Love Birds: Clint + Lisa Hartman Black Say ‘Masked Singer’ Inspired New Music
Clint Black and his wife Lisa Hartman Black prove inspiration can come from just about anywhere. When their time on The Masked Singer ended, the country singer was moved to write a new love song to sing with his bride of nearly 30 years.
It took some effort, but "'Til the End of Time' will drop on Dec. 3, one day after their Ryman Auditorium concert. During a conversation with Taste of Country about their time on the FOX television show and what's next, Black described a ballad that he says he customized for his wife to sing with him.
Famously, they took "When I Said I Do" to No. 1 on country airplay charts in 1991. This new song is a power ballad with plenty of guitar.
"I beat my head on the wall for about three days getting nowhere, musically or lyrically," Clint Black says. "Then I thought of the opening line, 'I can tell you how the story never ends.' I thought, 'OK that's us. Till the end of time."
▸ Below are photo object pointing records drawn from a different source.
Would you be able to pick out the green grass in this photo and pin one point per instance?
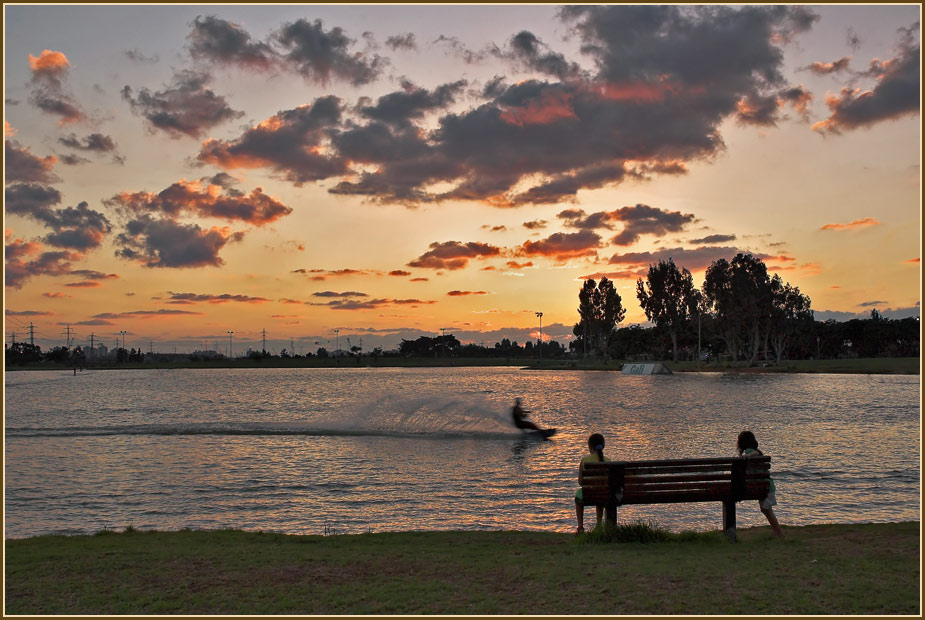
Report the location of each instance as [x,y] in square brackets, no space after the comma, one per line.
[828,569]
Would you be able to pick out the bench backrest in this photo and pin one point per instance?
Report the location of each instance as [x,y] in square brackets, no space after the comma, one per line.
[677,480]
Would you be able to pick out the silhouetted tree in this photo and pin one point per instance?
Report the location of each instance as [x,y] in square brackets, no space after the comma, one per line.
[600,309]
[669,299]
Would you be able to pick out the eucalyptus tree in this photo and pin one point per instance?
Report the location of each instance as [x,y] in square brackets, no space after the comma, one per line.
[739,293]
[669,299]
[600,309]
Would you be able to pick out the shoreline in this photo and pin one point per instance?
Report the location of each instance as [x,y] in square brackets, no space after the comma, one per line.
[843,569]
[895,366]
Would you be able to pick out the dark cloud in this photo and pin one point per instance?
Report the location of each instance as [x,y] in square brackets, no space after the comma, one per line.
[637,220]
[563,246]
[78,228]
[89,274]
[199,199]
[402,42]
[694,260]
[319,55]
[453,254]
[49,92]
[184,108]
[825,68]
[664,84]
[135,55]
[459,49]
[709,239]
[526,49]
[412,103]
[799,98]
[897,91]
[224,42]
[166,243]
[336,294]
[214,299]
[95,142]
[21,165]
[758,110]
[289,143]
[372,304]
[162,312]
[28,199]
[73,160]
[28,259]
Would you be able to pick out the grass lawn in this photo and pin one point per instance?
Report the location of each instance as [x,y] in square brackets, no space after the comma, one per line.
[826,569]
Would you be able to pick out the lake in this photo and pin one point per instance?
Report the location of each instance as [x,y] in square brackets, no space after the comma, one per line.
[309,451]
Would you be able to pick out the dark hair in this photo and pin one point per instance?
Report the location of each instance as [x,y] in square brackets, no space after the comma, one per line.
[747,440]
[596,443]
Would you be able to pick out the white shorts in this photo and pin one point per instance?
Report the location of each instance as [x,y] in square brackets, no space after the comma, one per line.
[768,501]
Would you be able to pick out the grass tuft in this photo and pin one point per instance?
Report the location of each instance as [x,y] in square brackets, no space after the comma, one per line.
[641,531]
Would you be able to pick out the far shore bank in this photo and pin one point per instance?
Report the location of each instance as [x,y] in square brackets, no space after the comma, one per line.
[817,569]
[879,365]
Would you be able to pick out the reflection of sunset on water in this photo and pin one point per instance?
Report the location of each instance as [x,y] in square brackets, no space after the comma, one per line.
[430,449]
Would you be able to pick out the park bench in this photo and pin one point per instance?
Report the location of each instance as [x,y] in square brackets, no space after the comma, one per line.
[727,480]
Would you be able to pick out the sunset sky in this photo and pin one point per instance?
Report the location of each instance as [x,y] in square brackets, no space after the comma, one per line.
[178,172]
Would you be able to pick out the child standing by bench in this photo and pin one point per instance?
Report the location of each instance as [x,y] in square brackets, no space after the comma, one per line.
[747,446]
[596,448]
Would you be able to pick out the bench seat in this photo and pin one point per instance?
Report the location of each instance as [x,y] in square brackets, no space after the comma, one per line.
[727,480]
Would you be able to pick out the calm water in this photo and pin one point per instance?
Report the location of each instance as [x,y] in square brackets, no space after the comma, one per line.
[425,449]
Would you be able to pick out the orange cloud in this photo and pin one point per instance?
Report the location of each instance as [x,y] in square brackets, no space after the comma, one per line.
[551,107]
[867,221]
[84,284]
[49,62]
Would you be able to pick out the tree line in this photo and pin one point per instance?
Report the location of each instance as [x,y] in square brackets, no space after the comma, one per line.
[740,314]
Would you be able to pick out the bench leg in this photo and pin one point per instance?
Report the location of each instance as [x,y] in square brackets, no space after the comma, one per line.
[729,520]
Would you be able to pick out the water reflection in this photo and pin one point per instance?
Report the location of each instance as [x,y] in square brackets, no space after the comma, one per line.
[425,449]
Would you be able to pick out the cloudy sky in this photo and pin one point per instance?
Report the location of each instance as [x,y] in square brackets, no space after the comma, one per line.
[178,172]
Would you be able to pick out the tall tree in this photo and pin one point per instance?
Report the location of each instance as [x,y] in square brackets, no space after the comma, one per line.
[600,309]
[790,309]
[669,299]
[740,294]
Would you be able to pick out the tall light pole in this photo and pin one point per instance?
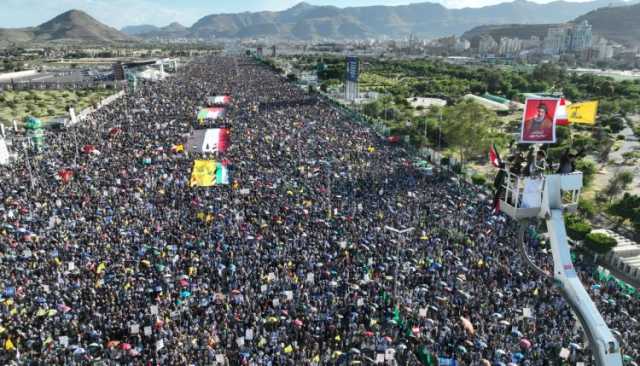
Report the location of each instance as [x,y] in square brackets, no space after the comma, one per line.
[401,233]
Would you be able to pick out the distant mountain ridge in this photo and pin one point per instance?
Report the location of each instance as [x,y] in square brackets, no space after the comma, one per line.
[73,25]
[430,20]
[618,23]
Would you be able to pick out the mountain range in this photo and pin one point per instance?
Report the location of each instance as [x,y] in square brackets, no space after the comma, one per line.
[73,25]
[429,20]
[619,23]
[310,22]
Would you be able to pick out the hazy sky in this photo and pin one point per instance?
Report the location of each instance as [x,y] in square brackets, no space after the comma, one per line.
[118,13]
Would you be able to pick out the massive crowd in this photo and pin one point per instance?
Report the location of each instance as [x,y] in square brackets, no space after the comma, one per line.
[307,257]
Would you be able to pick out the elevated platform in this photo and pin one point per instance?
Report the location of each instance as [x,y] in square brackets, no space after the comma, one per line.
[523,196]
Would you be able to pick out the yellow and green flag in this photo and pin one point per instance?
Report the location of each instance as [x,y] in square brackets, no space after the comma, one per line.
[204,173]
[583,112]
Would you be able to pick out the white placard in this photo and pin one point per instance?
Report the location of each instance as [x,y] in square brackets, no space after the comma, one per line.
[389,354]
[564,353]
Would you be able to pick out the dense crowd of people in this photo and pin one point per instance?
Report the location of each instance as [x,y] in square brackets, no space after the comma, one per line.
[328,247]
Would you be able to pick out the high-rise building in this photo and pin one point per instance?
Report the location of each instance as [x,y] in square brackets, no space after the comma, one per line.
[487,45]
[509,46]
[605,51]
[556,41]
[568,38]
[580,36]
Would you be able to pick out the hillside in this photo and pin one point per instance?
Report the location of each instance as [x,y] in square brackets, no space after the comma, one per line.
[73,25]
[521,31]
[620,24]
[309,22]
[173,30]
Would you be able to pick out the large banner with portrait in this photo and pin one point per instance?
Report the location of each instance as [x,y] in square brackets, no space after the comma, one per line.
[539,121]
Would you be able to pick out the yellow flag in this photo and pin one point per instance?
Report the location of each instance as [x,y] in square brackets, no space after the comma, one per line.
[288,349]
[101,267]
[584,112]
[204,173]
[8,345]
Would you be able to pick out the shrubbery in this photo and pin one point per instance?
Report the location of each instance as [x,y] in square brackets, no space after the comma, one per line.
[600,243]
[478,179]
[577,228]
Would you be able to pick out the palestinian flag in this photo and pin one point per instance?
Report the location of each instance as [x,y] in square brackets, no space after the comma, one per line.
[211,113]
[494,158]
[209,141]
[219,100]
[561,113]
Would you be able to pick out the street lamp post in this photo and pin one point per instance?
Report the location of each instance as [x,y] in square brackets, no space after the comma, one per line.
[401,233]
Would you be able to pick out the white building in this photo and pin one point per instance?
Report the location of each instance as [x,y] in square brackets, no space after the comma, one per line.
[487,45]
[509,46]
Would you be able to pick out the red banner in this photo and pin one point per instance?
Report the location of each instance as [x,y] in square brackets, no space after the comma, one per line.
[538,121]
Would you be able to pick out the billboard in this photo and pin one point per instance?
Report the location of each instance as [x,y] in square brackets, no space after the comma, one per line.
[539,121]
[353,69]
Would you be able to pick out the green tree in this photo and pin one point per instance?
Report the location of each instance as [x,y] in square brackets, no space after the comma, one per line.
[600,243]
[588,168]
[627,208]
[467,126]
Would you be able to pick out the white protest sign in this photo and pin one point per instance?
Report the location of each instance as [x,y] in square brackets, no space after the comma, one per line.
[64,341]
[389,354]
[564,353]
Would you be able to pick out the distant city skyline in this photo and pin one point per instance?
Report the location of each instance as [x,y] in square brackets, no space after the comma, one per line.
[120,13]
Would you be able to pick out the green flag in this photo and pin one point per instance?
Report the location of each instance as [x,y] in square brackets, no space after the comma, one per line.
[426,357]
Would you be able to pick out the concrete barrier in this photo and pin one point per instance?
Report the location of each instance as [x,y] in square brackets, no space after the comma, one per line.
[108,100]
[18,74]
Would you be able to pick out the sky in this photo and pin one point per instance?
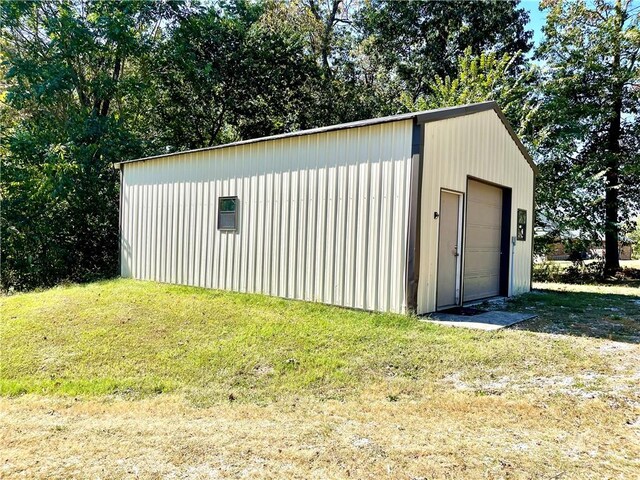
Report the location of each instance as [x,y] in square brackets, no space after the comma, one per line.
[537,19]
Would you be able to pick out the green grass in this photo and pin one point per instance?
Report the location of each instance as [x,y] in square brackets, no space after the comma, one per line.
[583,310]
[135,339]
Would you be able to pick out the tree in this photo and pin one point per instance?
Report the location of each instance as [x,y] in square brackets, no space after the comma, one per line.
[417,41]
[71,81]
[591,98]
[483,77]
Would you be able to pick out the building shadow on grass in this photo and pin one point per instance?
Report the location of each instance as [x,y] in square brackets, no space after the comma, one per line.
[581,313]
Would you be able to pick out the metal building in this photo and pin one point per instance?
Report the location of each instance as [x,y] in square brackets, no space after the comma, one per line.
[409,213]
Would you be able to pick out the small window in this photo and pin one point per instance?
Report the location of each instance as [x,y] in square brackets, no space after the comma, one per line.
[522,224]
[228,213]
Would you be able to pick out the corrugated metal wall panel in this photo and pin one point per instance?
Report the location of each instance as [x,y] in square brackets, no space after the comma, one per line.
[322,217]
[476,145]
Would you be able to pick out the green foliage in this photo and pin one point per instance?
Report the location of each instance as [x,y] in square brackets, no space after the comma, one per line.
[70,84]
[634,237]
[417,41]
[482,77]
[589,135]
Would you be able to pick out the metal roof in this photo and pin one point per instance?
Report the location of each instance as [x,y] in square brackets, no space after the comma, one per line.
[419,117]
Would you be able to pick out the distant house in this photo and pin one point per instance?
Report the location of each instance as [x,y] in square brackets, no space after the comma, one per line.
[558,251]
[409,213]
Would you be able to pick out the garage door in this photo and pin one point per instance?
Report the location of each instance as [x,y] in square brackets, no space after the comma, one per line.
[482,244]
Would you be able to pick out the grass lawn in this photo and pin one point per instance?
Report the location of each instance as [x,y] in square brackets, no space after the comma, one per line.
[127,379]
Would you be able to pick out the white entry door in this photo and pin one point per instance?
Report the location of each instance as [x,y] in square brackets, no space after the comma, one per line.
[483,237]
[450,218]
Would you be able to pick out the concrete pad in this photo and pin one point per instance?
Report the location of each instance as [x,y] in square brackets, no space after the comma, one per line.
[483,321]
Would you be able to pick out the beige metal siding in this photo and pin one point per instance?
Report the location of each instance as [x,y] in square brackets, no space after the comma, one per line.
[476,145]
[322,217]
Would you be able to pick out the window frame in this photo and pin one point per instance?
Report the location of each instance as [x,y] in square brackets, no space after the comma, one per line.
[521,227]
[221,212]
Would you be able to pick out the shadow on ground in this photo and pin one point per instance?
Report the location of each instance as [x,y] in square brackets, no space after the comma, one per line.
[581,313]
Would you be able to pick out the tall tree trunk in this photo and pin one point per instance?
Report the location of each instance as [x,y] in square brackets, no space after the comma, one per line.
[612,257]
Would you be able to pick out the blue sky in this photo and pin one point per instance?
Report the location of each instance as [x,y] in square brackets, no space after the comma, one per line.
[537,18]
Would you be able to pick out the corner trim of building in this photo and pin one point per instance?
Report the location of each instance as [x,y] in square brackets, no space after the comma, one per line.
[121,175]
[413,227]
[532,229]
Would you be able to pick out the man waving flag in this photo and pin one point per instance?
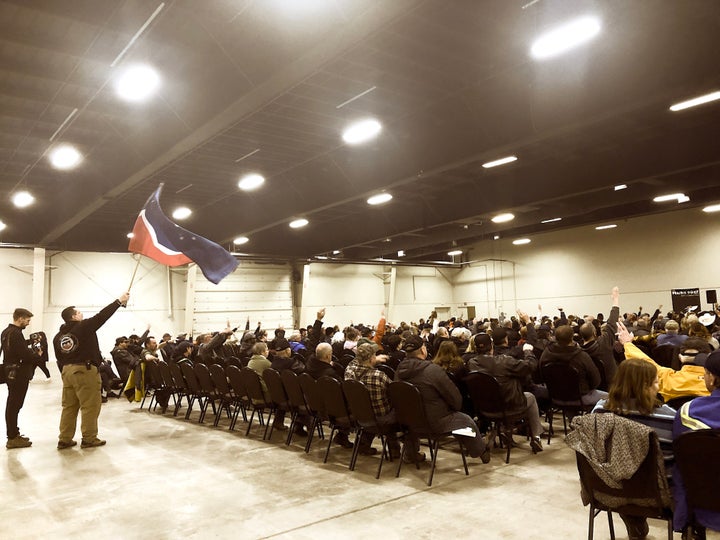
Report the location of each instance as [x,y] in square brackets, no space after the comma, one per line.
[159,238]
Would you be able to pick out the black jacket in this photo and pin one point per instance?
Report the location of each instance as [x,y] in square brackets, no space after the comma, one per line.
[510,372]
[440,395]
[77,343]
[575,356]
[16,352]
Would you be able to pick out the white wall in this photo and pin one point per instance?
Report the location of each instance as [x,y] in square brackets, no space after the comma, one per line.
[575,269]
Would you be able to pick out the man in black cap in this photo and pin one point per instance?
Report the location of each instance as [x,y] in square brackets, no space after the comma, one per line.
[18,365]
[441,397]
[78,355]
[700,413]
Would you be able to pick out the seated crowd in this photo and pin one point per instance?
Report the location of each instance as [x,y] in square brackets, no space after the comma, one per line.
[659,370]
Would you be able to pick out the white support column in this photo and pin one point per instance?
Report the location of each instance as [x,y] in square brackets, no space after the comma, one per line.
[190,298]
[38,289]
[391,294]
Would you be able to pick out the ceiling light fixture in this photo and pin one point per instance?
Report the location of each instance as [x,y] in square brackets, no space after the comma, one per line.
[503,218]
[521,241]
[695,101]
[182,213]
[298,223]
[362,131]
[498,162]
[380,198]
[565,37]
[137,83]
[679,197]
[65,157]
[250,182]
[23,199]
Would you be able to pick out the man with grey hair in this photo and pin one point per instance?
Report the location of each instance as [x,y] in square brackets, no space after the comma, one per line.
[671,336]
[18,366]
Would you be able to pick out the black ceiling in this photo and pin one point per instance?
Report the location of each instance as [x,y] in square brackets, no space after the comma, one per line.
[256,86]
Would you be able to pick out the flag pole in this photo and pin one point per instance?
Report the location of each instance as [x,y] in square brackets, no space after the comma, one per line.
[134,272]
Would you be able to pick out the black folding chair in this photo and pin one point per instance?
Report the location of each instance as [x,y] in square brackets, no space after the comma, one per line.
[488,401]
[563,384]
[641,487]
[278,396]
[697,456]
[207,387]
[336,408]
[360,405]
[410,413]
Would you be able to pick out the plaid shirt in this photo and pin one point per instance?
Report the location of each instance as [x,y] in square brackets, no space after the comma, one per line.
[375,381]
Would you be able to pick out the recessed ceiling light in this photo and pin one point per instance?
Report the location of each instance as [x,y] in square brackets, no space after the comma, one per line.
[362,131]
[137,83]
[501,161]
[565,37]
[250,182]
[521,241]
[502,218]
[65,157]
[182,213]
[380,198]
[298,223]
[679,197]
[23,199]
[695,101]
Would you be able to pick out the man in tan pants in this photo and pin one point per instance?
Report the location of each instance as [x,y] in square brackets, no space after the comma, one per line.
[78,355]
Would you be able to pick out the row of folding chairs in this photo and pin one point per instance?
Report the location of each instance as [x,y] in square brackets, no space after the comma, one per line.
[342,406]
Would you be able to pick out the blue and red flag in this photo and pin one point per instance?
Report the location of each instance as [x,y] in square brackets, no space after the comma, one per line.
[157,237]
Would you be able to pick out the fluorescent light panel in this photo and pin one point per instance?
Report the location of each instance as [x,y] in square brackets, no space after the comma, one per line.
[679,197]
[503,218]
[182,212]
[695,101]
[498,162]
[362,131]
[298,223]
[380,198]
[565,37]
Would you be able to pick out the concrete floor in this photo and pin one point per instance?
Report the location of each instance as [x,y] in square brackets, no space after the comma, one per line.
[163,477]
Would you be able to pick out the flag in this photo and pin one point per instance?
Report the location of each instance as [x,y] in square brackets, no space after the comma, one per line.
[157,237]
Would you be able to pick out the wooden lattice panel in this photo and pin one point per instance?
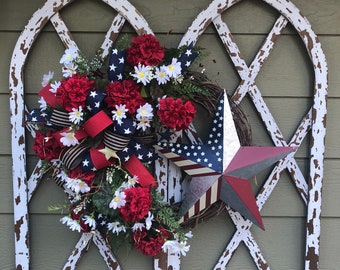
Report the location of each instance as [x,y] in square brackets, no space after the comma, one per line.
[312,124]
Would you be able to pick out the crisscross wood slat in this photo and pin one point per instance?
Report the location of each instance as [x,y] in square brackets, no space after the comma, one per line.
[312,124]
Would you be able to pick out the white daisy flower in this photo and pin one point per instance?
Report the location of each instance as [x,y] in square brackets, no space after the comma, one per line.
[132,181]
[65,220]
[90,221]
[68,139]
[148,221]
[69,69]
[189,234]
[115,227]
[118,201]
[69,55]
[161,75]
[47,78]
[81,187]
[178,248]
[54,87]
[144,112]
[143,124]
[43,104]
[174,69]
[143,74]
[119,114]
[72,224]
[137,227]
[76,116]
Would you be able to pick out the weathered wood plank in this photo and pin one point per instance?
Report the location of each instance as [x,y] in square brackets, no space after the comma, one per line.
[285,73]
[277,230]
[179,15]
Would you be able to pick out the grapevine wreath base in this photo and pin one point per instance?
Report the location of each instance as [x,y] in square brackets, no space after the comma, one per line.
[243,129]
[96,136]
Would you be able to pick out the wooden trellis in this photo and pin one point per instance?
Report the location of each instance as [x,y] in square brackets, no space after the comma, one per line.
[312,124]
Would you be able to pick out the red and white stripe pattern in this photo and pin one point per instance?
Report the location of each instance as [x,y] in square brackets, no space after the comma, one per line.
[190,167]
[211,196]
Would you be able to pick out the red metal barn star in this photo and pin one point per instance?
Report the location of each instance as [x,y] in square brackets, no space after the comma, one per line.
[220,168]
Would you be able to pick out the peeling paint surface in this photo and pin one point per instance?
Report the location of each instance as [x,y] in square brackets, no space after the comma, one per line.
[169,177]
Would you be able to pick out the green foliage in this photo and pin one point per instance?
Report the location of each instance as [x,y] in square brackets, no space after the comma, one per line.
[165,214]
[188,88]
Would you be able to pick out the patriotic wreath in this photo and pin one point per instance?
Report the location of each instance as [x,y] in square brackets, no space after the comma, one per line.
[95,129]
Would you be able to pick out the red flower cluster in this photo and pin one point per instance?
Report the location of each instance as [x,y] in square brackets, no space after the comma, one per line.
[145,50]
[137,206]
[150,246]
[175,114]
[46,146]
[73,91]
[77,173]
[126,93]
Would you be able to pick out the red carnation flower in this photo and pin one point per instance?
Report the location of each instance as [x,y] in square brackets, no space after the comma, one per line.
[149,245]
[73,91]
[46,146]
[174,114]
[145,50]
[137,206]
[126,92]
[77,173]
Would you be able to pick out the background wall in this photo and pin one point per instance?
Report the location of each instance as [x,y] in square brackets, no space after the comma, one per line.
[285,81]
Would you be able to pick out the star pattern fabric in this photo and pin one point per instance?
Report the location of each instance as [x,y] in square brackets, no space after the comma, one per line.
[220,166]
[94,101]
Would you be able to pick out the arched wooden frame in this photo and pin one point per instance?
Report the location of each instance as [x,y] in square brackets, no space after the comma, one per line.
[313,122]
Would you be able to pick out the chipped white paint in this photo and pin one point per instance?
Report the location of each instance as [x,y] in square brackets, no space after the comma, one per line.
[23,189]
[313,124]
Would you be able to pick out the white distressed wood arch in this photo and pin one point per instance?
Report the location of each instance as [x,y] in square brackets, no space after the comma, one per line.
[23,186]
[313,123]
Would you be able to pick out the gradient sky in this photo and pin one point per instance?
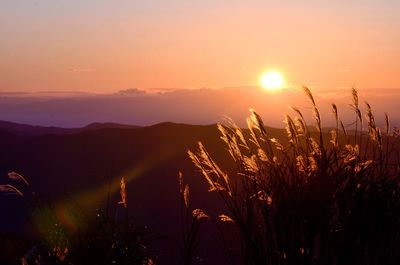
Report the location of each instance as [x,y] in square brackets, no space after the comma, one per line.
[105,46]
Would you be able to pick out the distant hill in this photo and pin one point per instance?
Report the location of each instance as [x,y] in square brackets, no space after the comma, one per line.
[79,165]
[32,130]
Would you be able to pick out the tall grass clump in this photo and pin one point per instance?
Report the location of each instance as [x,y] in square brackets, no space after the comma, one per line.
[315,198]
[65,234]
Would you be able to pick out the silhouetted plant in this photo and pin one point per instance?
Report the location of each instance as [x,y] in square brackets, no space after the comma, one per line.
[191,222]
[97,239]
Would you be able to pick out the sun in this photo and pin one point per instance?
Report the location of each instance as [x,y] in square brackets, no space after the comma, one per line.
[272,80]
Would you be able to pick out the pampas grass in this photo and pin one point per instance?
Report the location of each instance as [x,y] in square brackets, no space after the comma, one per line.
[317,199]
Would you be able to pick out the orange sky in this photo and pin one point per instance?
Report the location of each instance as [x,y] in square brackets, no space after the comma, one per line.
[102,46]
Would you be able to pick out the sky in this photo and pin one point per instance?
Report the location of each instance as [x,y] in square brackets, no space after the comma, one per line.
[191,106]
[106,46]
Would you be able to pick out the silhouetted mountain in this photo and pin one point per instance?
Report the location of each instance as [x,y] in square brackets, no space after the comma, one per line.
[82,165]
[32,130]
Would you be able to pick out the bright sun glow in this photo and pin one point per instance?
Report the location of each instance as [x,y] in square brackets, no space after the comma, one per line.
[272,80]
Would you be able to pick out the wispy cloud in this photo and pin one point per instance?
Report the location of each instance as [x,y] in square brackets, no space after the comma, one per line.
[73,69]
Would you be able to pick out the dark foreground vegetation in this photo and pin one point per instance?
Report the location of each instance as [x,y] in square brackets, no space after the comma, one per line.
[311,198]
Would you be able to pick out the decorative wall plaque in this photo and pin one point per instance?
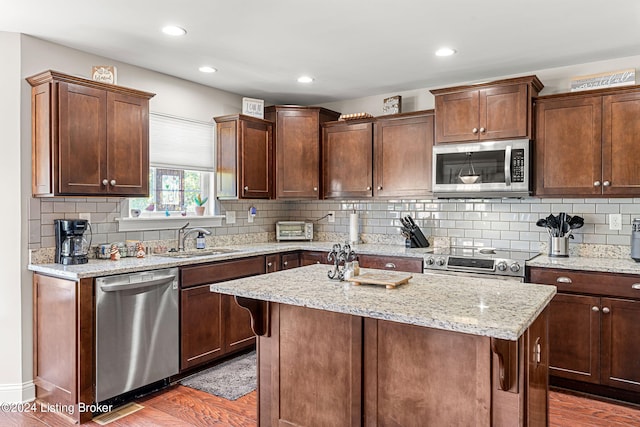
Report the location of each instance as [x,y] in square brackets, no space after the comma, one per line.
[253,107]
[392,105]
[104,74]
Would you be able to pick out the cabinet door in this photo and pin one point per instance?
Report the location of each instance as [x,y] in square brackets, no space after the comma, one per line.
[403,157]
[504,112]
[347,160]
[620,344]
[297,154]
[568,147]
[574,337]
[127,145]
[620,131]
[256,162]
[237,326]
[82,153]
[457,116]
[201,326]
[227,159]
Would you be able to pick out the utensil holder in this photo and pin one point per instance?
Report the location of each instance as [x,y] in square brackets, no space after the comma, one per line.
[559,247]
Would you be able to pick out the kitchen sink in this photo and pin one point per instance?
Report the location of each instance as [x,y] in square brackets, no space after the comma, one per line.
[196,253]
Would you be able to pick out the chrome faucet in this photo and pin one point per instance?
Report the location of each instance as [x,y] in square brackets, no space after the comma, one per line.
[182,234]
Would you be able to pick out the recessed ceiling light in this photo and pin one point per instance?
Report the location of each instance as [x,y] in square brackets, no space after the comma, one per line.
[445,51]
[207,69]
[173,30]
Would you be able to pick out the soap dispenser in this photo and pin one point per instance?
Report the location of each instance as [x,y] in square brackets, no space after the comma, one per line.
[200,241]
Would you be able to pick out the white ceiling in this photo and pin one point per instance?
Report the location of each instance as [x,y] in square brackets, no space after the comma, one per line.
[353,48]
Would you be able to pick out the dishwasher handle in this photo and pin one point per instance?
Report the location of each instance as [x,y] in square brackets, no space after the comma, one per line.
[128,286]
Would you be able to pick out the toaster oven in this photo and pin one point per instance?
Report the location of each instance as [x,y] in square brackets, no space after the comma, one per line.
[294,230]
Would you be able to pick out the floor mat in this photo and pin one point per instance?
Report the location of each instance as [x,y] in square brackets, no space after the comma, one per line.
[231,379]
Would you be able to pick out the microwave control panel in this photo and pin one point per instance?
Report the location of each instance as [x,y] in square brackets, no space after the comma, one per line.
[517,165]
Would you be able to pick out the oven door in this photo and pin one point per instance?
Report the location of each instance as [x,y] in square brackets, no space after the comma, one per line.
[484,169]
[468,274]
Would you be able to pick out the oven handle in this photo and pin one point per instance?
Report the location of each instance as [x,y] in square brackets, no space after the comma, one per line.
[507,166]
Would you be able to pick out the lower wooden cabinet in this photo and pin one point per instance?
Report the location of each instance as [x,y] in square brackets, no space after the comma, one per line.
[63,344]
[593,322]
[211,324]
[289,260]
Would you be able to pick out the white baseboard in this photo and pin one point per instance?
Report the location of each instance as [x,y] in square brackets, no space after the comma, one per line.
[17,393]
The new song came when their taping for The Masked Singer ended. The couple were revealed as the Snow Owls during Wednesday night's (Nov. 11) episode of the show and both agree leaving was bittersweet, but being there was far more work than they realized going in.
"You go, 'Mask? I get that it's gonna be tricky," Lisa Hartman Black says. "You do your fitting and then all of a sudden you're in an egg and you're navigating around a stage and you can't see and you just don't want to fall off the stage."
Did you literally know what you were getting into?
Clint: Oh yeah.
Lisa: We knew we were going into an egg, but we didn't know how to operate it.
Clint: They create those costumes from nothing, so they don't know until we're all in them, working the egg, how it's gonna work for us. It was pretty complicated. The amount of space for us in the egg for us to stand and walk was very limited. We had to learn to adapt while sweating profusely.
Your costume was fairly stationary, so by design you couldn't do a lot of dancing. Was this beneficial?
Clint: I don't think so. No, we're used to moving and having some range of motion. I think getting out and moving around would have helped us. Of course, more likely then we would have fallen off the stage. You can't see. The eyes fog up as soon as you put the heads on because it's so hot in there. In one sense, we were safe in the egg, but yeah, it would have been easier to sing and perform getting out of there.
Lisa, when you'd look over and see your husband singing a love song to you, dressed as an owl, did you want to laugh?
Lisa: I think before, there were definitely crack-up moments — then all of a sudden you're in it and it's live and the heart rate goes up and you're dealing with all these elements that are totally unknown and totally challenging. You get down to business, you really do.
But then, you see it on the air and you can't see what the other person is doing and he's right next to me but I had no idea what he was really doing, other than things that we set with the choreographer. So for me, seeing it live, it was funny to see the bits he would do. Certain little hand movements that are so not him, but him being the owl.
Were you aware of who the other singers were at any point?
Lisa: We had no idea.
Clint: I knew.
Lisa: He didn't know. We were covered head to toe. We had to be completely disguised anywhere we went. From the minute we pulled up in the lot, before we could get out of the car, they did an inspection to make sure everything was covered. It was like that the entire time. We never knew who anybody else was. We were trying to sneak. I gotta tell you, we were trying to peek and sneak. Someone would go by and we'd go, 'Well, he's kind of big.' (laughs).
Clint: We got good at lying. We had people, 'What are y'all doing out in L.A.?' Oh, we're doing this helicopter TV show. So you just start coming up with these phony-bologna answers.
With the Ryman Auditorium show on the horizon, were you able to keep any artifacts or pieces from the set or your costumes that could appear on stage?
Clint: That would have been fun. No, we didn't even think of that. Of course, now —
Lisa: They won't let the costumes go. They've got them all mounted and they're in the lair. The lair is that long hallway, they got a lot of them lined up in there.
Both in-person and livestream tickets for the couple's Ryman Auditorium concert are available at Clint Black's website. The venue will be 25 percent full for the night due to coronavirus restrictions, and in addition to Lisa, their daughter Lily will be a special guest.